Pennsylvania State Museum closes Native American exhibit to return human remains and artifacts to tribes
Published in News & Features
PHILADELPHIA — The Pennsylvania State Museum in Harrisburg has closed its Native American exhibit, as it reviews thousands of artifacts for compliance with a federal law mandating the repatriation of human remains and funerary objects.
The exhibit was temporarily closed to the public in May to allow staff to identify objects subject to the Native American Graves Protection and Repatriation Act (NAGPRA), PennLive reported Monday.
NAGPRA, signed into law by President George H.W. Bush in 1990, requires that federal agencies or institutions that receive federal funding identify any human remains or funerary objects in their collections and return them to tribal nations. In 2024, revisions to the law enacted under former President Joe Biden strengthened tribal nations’ authority and set a five-year deadline for institutions to consult with tribal leaders and update their inventories.

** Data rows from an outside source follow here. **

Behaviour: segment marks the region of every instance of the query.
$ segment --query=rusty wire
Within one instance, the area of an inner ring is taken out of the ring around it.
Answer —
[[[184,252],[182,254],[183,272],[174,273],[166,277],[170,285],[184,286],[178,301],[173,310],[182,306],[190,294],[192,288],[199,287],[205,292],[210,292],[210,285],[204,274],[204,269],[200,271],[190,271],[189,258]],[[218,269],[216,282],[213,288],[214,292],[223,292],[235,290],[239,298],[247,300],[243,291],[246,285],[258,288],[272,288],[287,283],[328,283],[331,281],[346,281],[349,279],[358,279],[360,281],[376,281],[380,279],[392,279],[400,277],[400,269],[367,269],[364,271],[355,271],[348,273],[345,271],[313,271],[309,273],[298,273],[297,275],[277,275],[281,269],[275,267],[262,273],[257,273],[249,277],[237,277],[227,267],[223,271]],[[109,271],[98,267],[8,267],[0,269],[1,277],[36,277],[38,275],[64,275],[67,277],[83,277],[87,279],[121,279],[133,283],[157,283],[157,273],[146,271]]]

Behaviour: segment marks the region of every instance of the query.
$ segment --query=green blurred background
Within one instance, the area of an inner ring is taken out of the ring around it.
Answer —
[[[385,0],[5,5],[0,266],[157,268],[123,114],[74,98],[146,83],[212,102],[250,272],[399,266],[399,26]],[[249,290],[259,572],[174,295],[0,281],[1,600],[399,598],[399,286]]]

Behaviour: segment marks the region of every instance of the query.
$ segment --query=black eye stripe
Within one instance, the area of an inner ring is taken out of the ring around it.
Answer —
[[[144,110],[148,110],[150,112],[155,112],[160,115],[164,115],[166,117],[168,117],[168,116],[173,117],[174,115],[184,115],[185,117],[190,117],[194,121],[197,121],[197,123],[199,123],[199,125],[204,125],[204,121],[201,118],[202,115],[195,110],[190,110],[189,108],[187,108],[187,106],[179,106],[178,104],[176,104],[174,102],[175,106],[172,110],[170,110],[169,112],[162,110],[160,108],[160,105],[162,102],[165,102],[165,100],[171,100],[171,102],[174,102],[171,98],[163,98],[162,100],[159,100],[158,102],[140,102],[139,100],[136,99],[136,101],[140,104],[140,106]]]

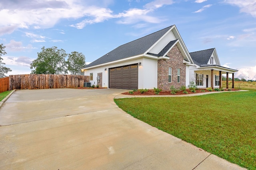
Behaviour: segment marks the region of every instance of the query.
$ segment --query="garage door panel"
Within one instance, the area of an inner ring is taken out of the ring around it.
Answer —
[[[138,69],[136,64],[110,69],[110,88],[138,89]]]

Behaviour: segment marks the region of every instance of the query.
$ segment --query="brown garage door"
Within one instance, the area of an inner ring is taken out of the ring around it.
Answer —
[[[137,64],[109,69],[109,88],[138,89]]]

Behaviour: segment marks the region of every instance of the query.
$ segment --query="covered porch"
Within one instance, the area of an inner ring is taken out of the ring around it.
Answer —
[[[199,88],[212,87],[214,88],[222,88],[222,75],[224,74],[226,77],[226,88],[234,88],[234,73],[238,70],[229,68],[222,66],[212,65],[205,66],[200,66],[194,70],[196,76],[196,82]],[[229,74],[232,74],[232,87],[229,86],[228,78]],[[202,80],[202,84],[198,81],[198,79],[201,78],[198,76],[201,76]],[[202,86],[200,86],[202,85]]]

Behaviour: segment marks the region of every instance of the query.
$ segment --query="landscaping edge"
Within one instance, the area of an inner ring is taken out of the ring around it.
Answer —
[[[10,96],[11,95],[16,91],[16,89],[13,90],[11,92],[10,94],[8,95],[8,96],[6,96],[4,99],[3,99],[1,102],[0,102],[0,109],[1,109],[1,107],[2,107],[2,106],[4,105],[4,103],[5,101],[7,100],[7,99],[9,98]]]

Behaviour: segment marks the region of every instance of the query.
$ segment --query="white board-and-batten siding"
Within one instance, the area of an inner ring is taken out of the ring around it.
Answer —
[[[153,54],[158,54],[170,41],[177,39],[172,31],[170,31],[162,39],[149,51]]]

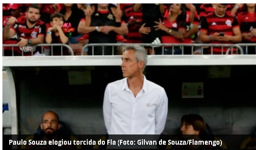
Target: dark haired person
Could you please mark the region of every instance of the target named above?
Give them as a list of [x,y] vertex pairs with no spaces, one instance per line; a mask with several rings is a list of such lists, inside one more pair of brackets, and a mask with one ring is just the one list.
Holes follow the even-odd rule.
[[19,21],[16,17],[11,17],[3,30],[3,36],[5,39],[9,39],[17,33],[20,50],[18,52],[20,55],[40,55],[41,48],[30,46],[44,41],[45,25],[39,19],[40,8],[35,4],[29,5],[25,16]]

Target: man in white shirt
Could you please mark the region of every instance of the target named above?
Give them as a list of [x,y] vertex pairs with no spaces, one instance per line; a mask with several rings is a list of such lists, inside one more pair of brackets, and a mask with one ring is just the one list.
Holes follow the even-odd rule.
[[163,88],[146,79],[147,55],[139,45],[126,48],[121,67],[125,78],[109,83],[103,110],[109,134],[160,134],[164,129],[168,98]]

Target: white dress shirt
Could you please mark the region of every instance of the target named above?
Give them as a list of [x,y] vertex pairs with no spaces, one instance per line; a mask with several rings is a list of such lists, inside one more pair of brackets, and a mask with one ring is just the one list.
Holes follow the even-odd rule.
[[107,85],[103,112],[109,134],[160,134],[163,131],[168,111],[166,93],[143,77],[142,88],[136,97],[127,78]]

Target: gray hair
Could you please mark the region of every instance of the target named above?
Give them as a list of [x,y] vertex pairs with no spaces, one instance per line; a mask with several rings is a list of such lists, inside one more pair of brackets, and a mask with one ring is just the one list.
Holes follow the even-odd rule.
[[143,61],[145,62],[142,68],[142,71],[144,71],[148,62],[148,55],[145,49],[139,45],[135,44],[125,47],[124,49],[125,51],[129,50],[134,50],[135,51],[135,56],[137,60],[137,62]]

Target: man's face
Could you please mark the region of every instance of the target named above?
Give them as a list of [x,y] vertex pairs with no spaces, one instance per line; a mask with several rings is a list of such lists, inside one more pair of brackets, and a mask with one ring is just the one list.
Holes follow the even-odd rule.
[[44,135],[55,134],[59,129],[59,123],[56,115],[52,112],[48,112],[44,114],[42,118],[40,127]]
[[31,23],[35,23],[40,17],[40,12],[39,9],[34,8],[29,8],[26,13],[26,17],[28,21]]
[[199,132],[194,129],[193,126],[188,124],[185,122],[183,122],[181,124],[180,131],[182,135],[195,135],[199,134]]
[[98,7],[100,8],[103,8],[106,9],[108,8],[108,5],[109,4],[102,4],[102,3],[98,3]]
[[141,69],[143,64],[143,62],[137,62],[134,50],[125,50],[122,56],[121,64],[123,76],[125,78],[136,76]]
[[215,12],[217,15],[223,16],[226,13],[227,8],[227,5],[223,5],[221,4],[217,4]]

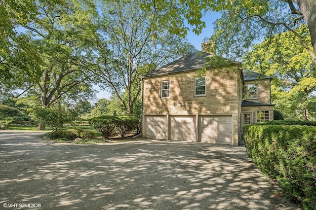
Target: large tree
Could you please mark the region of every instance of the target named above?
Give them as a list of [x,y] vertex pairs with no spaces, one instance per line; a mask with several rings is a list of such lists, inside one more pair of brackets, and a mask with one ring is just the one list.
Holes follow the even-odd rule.
[[116,95],[129,114],[140,96],[139,77],[194,49],[168,33],[165,24],[152,29],[153,20],[148,17],[159,13],[140,5],[138,0],[102,1],[98,29],[85,54],[91,61],[85,66],[96,82]]
[[[307,25],[295,32],[310,41]],[[273,77],[271,95],[276,109],[288,118],[315,119],[316,64],[293,33],[279,33],[253,46],[243,61],[244,68]]]
[[[7,58],[4,54],[1,57],[1,69],[8,70],[2,71],[7,79],[0,79],[5,85],[1,87],[2,93],[18,90],[10,92],[11,96],[17,97],[21,93],[37,92],[43,108],[61,104],[65,98],[75,99],[74,96],[79,99],[82,93],[91,93],[88,84],[90,76],[80,61],[83,43],[91,34],[84,27],[97,13],[96,6],[89,0],[31,1],[33,10],[29,13],[23,11],[32,15],[23,22],[13,17],[13,26],[8,28],[16,29],[16,32],[4,39],[9,42],[3,49],[10,53]],[[11,11],[15,8],[14,2],[3,3],[8,14],[15,14]],[[24,38],[23,41],[17,42],[19,37]],[[20,43],[24,45],[18,47]],[[43,125],[40,125],[42,129]]]
[[[315,1],[314,4],[311,4],[311,9],[313,6],[315,8]],[[301,6],[300,5],[300,8]],[[237,0],[215,22],[215,33],[212,37],[220,53],[239,58],[263,37],[269,38],[278,33],[288,31],[298,38],[297,44],[302,45],[316,62],[313,50],[316,41],[315,27],[308,24],[312,38],[308,41],[304,38],[305,34],[295,30],[302,24],[313,22],[308,14],[304,16],[303,14],[298,5],[291,0],[254,1],[246,6],[243,5],[242,0]]]
[[[170,25],[169,32],[185,36],[189,27],[186,21],[198,34],[205,26],[201,20],[204,12],[222,12],[216,22],[216,40],[220,53],[240,58],[258,39],[286,31],[293,33],[299,39],[301,35],[295,29],[307,23],[311,41],[300,43],[309,51],[316,63],[316,1],[315,0],[143,0],[142,6],[148,11],[159,11],[162,16],[153,16],[156,19],[154,29],[161,23]],[[235,58],[234,58],[235,57]]]

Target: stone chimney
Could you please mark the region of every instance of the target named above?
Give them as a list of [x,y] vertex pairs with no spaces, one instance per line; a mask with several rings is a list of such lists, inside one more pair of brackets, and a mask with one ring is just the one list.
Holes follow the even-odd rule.
[[215,55],[215,43],[213,40],[202,43],[202,51]]

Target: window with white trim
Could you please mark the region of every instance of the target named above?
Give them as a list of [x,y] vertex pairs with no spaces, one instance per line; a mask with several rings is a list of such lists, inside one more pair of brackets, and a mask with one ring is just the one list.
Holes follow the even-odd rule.
[[258,98],[257,85],[254,84],[248,84],[247,93],[248,99],[257,99]]
[[269,120],[269,111],[257,111],[257,122],[268,121]]
[[161,82],[161,98],[170,97],[170,81]]
[[205,85],[205,76],[196,78],[194,83],[195,96],[206,96],[206,86]]

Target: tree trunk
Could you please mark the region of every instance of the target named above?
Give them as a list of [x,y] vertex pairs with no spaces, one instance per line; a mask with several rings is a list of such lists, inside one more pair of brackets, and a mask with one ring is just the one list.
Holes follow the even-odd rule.
[[316,1],[315,0],[294,0],[304,16],[308,26],[312,39],[312,45],[314,50],[313,59],[316,64]]

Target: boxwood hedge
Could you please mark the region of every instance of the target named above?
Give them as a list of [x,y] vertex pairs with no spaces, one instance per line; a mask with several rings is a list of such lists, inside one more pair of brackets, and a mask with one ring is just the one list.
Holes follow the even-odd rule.
[[243,135],[258,168],[276,179],[287,197],[304,209],[316,209],[316,127],[247,125]]

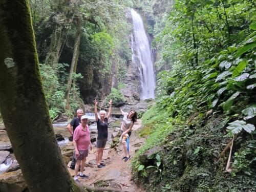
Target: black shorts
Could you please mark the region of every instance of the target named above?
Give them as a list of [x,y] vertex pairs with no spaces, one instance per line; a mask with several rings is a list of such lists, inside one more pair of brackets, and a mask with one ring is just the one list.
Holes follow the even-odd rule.
[[106,141],[108,139],[97,139],[97,148],[104,148],[106,146]]

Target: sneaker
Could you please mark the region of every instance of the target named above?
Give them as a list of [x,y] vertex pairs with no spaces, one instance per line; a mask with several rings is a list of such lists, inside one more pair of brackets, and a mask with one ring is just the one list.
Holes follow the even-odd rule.
[[78,180],[78,178],[77,178],[77,177],[74,177],[74,179],[75,180],[75,181],[77,183],[80,183],[79,180]]
[[104,166],[103,166],[100,164],[99,165],[98,165],[98,168],[102,168],[102,167],[104,167]]
[[81,178],[88,178],[89,177],[89,176],[86,175],[84,175],[84,174],[79,174],[79,175],[78,175],[80,177],[81,177]]
[[125,157],[125,158],[124,158],[124,162],[126,162],[127,161],[128,161],[131,158],[131,155],[129,155],[129,157]]

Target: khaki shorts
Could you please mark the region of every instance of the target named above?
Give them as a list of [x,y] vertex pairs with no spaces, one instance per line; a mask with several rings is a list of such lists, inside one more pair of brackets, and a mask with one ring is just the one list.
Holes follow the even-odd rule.
[[79,155],[75,155],[75,158],[76,160],[83,160],[88,156],[88,150],[86,151],[78,150]]

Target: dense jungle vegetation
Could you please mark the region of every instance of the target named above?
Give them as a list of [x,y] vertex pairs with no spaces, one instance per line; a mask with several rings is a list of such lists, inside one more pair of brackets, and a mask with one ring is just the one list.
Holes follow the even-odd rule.
[[169,70],[158,75],[133,161],[147,190],[256,191],[255,5],[177,0],[164,29],[153,29],[157,68]]

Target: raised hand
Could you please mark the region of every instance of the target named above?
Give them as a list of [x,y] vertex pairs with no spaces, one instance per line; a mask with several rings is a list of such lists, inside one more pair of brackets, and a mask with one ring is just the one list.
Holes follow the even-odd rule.
[[109,104],[110,104],[110,105],[112,105],[112,100],[111,100],[110,101],[109,101]]

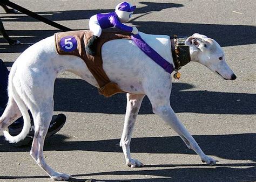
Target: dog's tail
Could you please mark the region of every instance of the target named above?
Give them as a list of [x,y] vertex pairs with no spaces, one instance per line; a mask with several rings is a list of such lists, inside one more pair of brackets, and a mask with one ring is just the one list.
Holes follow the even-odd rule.
[[[12,73],[13,72],[12,72]],[[19,110],[22,114],[24,120],[23,128],[22,128],[22,130],[21,131],[19,134],[17,136],[11,136],[8,131],[4,131],[4,135],[5,137],[5,139],[9,141],[10,143],[17,143],[25,138],[26,135],[28,135],[28,134],[29,132],[31,124],[30,117],[29,116],[29,113],[26,109],[26,106],[25,105],[23,101],[22,101],[21,98],[18,95],[15,87],[14,86],[12,79],[13,75],[14,73],[12,73],[12,72],[11,71],[9,78],[9,81],[10,82],[10,83],[9,84],[8,88],[9,93],[10,93],[9,97],[12,96],[14,97],[14,100],[16,102],[17,105],[18,106],[18,107],[19,108]]]

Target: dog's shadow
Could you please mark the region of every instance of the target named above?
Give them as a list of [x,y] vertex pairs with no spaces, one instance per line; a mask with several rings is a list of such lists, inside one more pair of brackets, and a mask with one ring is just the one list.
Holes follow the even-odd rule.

The Pennsylvania Historical and Museum Commission, which operates the museum, holds 908 individual remains and 79,628 funerary objects in its collection, according to a National Park Service database. In January, a ProPublica analysis found that the museum’s collection of unrepatriated Native American remains was the 21st largest in the country.
The National Park Service database also reports that multiple Philadelphia-area institutions are in possession of human remains and funerary objects, including the Mutter Museum, the Temple University Department of Anthropology, and the Penn Museum.
State museum staff have been gradually returning Native American remains since NAGPRA was enacted in 1990, a spokesperson told The Inquirer. Repatriation efforts were ramped up in the past year, to meet the updated deadline.
The exhibit is not expected to reopen before the entire museum closes in August 2026 for nearly three years of renovations. A newly designed exhibit, created in collaboration with tribal leaders, will be open to the public in 2028 or 2029, the spokesperson said.